Townes Van Zandt and More Headed to Nashville Songwriters Hall of Fame
There will be four new faces in the Nashville Songwriters Hall of Fame come this October. The organization has revealed its Class of 2016: Townes Van Zandt, Bob Morrison, Aaron Barker and Beth Nielsen Chapman.
“The strength and power of the Nashville songwriting community is legendary all over the world,” says Pat Alger, a member of the Hall of Fame and the chair of its Board of Directors. “The legacy of the creative forebears of the songwriters currently making the noise in our town is annually recognized by the induction of a few of those great writers into the Nashville Songwriters Hall of Fame."

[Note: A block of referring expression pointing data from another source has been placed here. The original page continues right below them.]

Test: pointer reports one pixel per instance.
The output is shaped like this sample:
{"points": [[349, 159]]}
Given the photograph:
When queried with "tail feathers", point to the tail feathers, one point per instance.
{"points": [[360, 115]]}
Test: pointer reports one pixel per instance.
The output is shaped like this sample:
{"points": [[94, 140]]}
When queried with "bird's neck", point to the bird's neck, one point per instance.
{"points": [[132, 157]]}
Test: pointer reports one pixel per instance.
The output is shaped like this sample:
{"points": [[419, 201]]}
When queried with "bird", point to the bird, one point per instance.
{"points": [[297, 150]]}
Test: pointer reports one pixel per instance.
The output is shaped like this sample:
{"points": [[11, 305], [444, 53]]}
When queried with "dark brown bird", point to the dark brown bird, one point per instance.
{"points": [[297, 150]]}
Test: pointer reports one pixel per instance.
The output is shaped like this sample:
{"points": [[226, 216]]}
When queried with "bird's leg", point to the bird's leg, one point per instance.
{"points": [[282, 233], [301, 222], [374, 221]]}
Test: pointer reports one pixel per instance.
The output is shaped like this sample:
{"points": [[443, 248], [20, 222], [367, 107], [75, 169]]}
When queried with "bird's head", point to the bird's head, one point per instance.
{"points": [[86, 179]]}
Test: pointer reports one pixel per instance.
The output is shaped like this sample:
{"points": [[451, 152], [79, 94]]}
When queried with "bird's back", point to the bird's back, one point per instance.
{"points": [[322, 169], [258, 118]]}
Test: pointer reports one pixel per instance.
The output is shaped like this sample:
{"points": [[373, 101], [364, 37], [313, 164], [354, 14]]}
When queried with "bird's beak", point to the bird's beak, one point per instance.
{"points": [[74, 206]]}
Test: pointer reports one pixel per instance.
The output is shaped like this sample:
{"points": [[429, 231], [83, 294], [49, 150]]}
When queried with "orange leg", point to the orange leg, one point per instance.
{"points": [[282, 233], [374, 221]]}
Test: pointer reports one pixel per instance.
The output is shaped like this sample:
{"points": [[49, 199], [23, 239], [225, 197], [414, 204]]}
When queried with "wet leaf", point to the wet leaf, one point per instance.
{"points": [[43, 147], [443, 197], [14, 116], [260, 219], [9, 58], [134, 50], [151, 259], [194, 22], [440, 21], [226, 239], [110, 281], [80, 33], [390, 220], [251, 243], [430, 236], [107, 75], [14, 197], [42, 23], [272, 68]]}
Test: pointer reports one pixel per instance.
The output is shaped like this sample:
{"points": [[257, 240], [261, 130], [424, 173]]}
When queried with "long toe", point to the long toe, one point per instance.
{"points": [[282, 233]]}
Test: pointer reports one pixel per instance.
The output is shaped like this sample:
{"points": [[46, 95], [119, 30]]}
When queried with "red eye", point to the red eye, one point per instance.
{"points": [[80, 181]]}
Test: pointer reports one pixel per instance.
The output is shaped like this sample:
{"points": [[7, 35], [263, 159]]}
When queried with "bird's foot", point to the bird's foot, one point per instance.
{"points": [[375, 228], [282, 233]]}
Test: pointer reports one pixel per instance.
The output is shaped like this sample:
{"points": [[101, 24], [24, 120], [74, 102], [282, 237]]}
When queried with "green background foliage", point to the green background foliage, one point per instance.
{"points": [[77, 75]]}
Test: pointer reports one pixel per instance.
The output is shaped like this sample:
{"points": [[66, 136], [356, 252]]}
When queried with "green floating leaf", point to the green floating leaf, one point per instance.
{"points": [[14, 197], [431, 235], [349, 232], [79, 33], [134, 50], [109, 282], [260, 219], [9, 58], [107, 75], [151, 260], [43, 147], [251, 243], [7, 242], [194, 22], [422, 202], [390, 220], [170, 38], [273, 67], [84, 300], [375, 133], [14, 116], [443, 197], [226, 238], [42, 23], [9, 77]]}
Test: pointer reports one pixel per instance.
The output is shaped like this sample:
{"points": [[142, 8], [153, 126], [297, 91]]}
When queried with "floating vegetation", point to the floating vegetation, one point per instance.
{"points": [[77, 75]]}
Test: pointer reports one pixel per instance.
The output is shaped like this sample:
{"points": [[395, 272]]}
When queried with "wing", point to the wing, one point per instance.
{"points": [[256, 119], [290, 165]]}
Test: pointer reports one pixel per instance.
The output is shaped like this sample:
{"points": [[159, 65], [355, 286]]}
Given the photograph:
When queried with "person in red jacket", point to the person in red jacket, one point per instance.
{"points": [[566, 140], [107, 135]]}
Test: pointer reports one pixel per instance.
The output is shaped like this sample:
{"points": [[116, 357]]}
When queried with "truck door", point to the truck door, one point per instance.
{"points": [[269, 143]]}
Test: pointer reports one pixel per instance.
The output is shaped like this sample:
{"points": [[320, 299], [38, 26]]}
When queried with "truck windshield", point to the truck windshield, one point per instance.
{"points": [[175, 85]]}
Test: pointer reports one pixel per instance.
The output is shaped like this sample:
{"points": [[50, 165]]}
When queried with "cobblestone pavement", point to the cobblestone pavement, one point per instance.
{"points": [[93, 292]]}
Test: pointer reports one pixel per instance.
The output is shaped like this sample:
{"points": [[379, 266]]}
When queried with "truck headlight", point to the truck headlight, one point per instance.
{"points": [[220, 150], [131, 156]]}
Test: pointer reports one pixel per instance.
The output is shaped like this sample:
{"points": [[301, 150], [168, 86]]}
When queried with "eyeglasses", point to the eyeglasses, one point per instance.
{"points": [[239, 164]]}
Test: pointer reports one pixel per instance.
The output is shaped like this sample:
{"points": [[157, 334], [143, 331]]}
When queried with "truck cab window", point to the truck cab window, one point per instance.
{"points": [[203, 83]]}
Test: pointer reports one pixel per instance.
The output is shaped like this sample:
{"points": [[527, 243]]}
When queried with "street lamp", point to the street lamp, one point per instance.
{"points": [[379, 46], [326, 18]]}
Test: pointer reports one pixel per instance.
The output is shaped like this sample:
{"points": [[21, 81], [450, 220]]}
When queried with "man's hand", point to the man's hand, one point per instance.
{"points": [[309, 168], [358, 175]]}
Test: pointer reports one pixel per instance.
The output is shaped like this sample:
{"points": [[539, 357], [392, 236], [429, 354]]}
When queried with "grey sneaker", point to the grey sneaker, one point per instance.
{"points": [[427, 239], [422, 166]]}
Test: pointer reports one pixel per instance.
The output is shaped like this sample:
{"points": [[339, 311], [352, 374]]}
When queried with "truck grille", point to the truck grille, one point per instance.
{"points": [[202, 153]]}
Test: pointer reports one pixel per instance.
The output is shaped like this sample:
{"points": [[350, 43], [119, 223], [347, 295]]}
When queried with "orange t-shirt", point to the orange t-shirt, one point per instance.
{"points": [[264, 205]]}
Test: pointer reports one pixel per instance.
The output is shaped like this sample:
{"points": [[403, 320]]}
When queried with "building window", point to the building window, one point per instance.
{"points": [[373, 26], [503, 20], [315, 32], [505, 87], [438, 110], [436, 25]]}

Van Zandt, who passed away in 1997, is best known for songs such as “No Place to Fall” and “To Live Is to Fly;" in 2012, he became part of the Texas Songwriters Hall of Fame. Morrison, meanwhile, earned a Grammy in the Best Country Song category for a tune that Kenny Rogers recorded, "You Decorated My Life," and was named ASCAP’s Country Songwriter of the Year in 1978, 1981 and 1982.
Barker hit No. 1 with a song he penned for George Strait, "Baby Blue," and continued to work with Strait on well-known songs such as “Love Without End, Amen,” “Easy Come, Easy Go” and “I Can Still Make Cheyenne;” like Van Zandt, he is a member of the Texas Songwriters Hall of Fame. And Chapman has written songs for Trisha Yearwood, Lorrie Morgan, Alabama and Faith Hill; in fact, Hill's "This Kiss" brought Chapman the 1999 Song of the Year honor from ASCAP and the CMA.
All four Class of 2016 inductees will be honored on Oct. 9, as part of the 46th annual Nashville Songwriters Hall of Fame Gala, which will be held at Nashville’s Music City Center. They will join 199 current Hall of Fame members, including 2015 inductees Rosanne Cash, Craig Wiseman, Mark James and Even Stevens.